The Kenyan team to the Youth Olympic Qualifiers in Algeria came to the end of their quest following a 4-1 loss to Zambia. This was after their qualification into the semis through a 3-1 win over Namibia in the quarters. The side had reported a relatively poor performance at the group stages, whereby they collected no points from their two encounters against Zambia and Nigeria. This was despite and otherwise impressive show of skill and technique among the boys. The team now has the opportunity to take the third position as they face off against Nigeria in their final match of the ten-day tournament.

State of the Nation

The return of the boys’ team back home allows us to contemplate the state of the sport in the country. Kenya only took their boy’s side to the events, despite having prepared both the ladies’ and men’s team. Communication from the union cited financial constraints, suggesting that insufficient funding hindered them from taking both teams to the qualifiers.

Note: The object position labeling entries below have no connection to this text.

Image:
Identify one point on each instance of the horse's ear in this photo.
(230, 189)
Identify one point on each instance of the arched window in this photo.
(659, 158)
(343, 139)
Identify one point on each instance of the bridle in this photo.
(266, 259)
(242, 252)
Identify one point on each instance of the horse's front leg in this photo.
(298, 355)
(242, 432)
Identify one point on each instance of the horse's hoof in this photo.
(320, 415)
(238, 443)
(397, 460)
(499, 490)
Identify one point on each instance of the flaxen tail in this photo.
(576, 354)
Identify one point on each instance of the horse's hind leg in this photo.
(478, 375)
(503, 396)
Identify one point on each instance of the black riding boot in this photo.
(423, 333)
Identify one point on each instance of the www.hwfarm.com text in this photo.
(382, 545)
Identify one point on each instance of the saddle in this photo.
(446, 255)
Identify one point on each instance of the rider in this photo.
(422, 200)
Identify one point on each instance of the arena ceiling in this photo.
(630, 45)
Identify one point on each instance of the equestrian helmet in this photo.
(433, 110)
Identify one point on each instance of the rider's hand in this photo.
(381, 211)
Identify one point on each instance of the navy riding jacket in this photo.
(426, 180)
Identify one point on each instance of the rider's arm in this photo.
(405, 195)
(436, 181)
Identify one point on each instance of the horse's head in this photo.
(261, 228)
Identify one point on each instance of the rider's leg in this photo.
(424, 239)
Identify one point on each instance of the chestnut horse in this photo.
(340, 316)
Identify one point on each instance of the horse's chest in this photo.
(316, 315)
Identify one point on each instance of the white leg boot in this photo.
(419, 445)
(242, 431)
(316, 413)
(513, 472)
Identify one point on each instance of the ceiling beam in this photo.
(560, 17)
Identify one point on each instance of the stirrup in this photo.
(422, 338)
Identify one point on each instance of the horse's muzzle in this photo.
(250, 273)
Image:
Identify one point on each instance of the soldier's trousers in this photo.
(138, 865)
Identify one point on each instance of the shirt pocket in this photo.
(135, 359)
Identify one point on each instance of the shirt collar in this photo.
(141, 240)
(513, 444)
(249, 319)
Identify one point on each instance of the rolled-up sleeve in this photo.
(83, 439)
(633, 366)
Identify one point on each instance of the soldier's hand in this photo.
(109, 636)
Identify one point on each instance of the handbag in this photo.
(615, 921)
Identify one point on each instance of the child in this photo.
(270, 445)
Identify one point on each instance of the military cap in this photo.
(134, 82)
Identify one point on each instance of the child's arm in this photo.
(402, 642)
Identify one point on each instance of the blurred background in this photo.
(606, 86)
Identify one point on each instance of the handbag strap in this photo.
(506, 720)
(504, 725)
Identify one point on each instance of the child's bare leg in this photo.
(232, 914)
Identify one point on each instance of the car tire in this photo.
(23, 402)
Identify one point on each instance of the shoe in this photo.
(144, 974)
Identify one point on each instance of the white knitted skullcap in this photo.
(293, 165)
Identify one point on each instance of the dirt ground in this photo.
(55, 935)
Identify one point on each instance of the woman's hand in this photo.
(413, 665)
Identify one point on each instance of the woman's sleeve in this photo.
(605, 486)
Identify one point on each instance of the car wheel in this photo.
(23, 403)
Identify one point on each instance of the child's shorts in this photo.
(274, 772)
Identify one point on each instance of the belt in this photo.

It is unfortunate that, despite multidimensional efforts to facilitate the growth of the sport in Kenya, it appears that old trends still persist. Player motivation issues have long been expressed among teams, both in the national capacity and among individual clubs. That our youth team may begin experiencing disappointments so early in their life as hockey players is regrettable. From their training sessions, the zeal with which both teams anticipated the games was evident. The pride of representing the nation in an event at such a young age is irreplaceable by little; except maybe by the sinking realization that this will only ever be a dream. It is highly dubious that the young girls understood why there were no funds to take them to Algeria. How do you explain the choice of one team over the other to little people in their teens?

We are not suggesting that the funds were present and failed to be used; only questioning the basis for subjecting teams to such disappointments. Hockey, as a sport, is not only for entertainment , but should also serve as the therapeutic reprieve from life it is meant to be. The fact that let-downs and setbacks plague every dimension of its execution severely hinders its capacity to accomplish this aspect. All players can do is pray for the best while expecting the worst.

For now, let us welcome our boys back with firm smiles on our faces. They did well, and we are proud.